Sunday morning dawned sunny and frosty. After days of dreary weather, the sunshine beckoned. I strapped Toby into his harness, grabbed my camera and lenses, and we went out for a long walk.
Our first stop was the unmown yard. All the tall weeds were crystalline - quite lovely to look at.
And just down the road the starlings were flocked in "their" tree. This is a wonderful old oak, full of oak apples and lots of holes. The starlings have moved right in and made each cavity a nest site. It reminds me of Dr. Seuss's book "Thedwick, the Big Hearted Moose." I loved that book as a kid.
Toby and I don't do any skiing these days. A) there's no snow, and b) with his poor coordination and arthritis, it's just not in the cards any more. Still, that's no reason to let the skijoring harness gather dust! It is a wonderful rig for walks. He doesn't get strangled and he can wander about while still attached to me, and both my hands are free! It's a beautiful thing.
The frosty grasses were just delightful. I tried applying some of the techniques I picked up at the photography class at work a week previously.
We walked the 2.5 miles (give or take) around our "block." I was surprised to find so little to photograph along two of the four sides. I spent a lot of time shooting the frosty grasses and weeds along the first leg, and then shooting the frost and water drops along the third leg. The other two sides were a bit of a bust.
This bit of flowery board caught my attention. It was the remains of what I presume was a no trespassing sign. Apparently they used whatever wood or board was to hand - it looks like the scraps of wallpaper are still clinging to it. Sort of sad. What was the board part of originally?
If you have followed my blog for a while, you know I have a fascination with water drops. I am ever trying to master capturing their images...and the reflections they hold.
By the time we were coming down the third side, the sun had melted much of the frost. Add to this the heat from Toby's footpads, and his feet left behind dewy tracks in the road.

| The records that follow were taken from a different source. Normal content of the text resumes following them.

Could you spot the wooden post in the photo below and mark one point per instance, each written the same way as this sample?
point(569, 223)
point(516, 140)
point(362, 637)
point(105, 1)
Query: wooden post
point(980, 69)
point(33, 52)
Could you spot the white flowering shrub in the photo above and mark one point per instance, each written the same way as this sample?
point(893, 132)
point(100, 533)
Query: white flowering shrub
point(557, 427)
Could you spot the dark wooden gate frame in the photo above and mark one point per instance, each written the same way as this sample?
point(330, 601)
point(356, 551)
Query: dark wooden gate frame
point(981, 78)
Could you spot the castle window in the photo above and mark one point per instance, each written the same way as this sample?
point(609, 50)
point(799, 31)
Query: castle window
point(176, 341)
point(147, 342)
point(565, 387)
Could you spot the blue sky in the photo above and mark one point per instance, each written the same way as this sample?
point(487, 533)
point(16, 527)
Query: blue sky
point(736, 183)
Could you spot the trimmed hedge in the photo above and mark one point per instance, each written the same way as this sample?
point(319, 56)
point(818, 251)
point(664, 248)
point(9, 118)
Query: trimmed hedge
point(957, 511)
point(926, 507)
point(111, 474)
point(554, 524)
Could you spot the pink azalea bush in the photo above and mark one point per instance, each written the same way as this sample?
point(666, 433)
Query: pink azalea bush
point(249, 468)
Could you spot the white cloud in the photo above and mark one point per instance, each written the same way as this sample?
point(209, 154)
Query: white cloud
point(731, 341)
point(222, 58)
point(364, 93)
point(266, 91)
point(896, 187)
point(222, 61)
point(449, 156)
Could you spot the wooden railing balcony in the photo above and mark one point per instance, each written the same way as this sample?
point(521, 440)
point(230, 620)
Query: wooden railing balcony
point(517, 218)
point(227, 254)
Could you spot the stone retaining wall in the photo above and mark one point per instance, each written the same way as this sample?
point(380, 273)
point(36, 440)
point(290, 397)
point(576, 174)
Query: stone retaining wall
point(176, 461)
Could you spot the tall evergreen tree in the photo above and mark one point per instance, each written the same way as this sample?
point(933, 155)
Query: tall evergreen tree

And even though wild cucumber is pretty common here, I still love it. I only ever saw it once where I grew up, until a couple years ago when I discovered a vine crawling up a utility pole just down the street from my folks' house. It's a neat plant, with nifty fruits.
My days are just packed with work. I have so little time to get out and explore. I keep telling myself that the next season things will be better, but in truth I fear that it will be some time before I am able to spend as much time wandering as I used to in the Adirondacks. But hope springs eternal.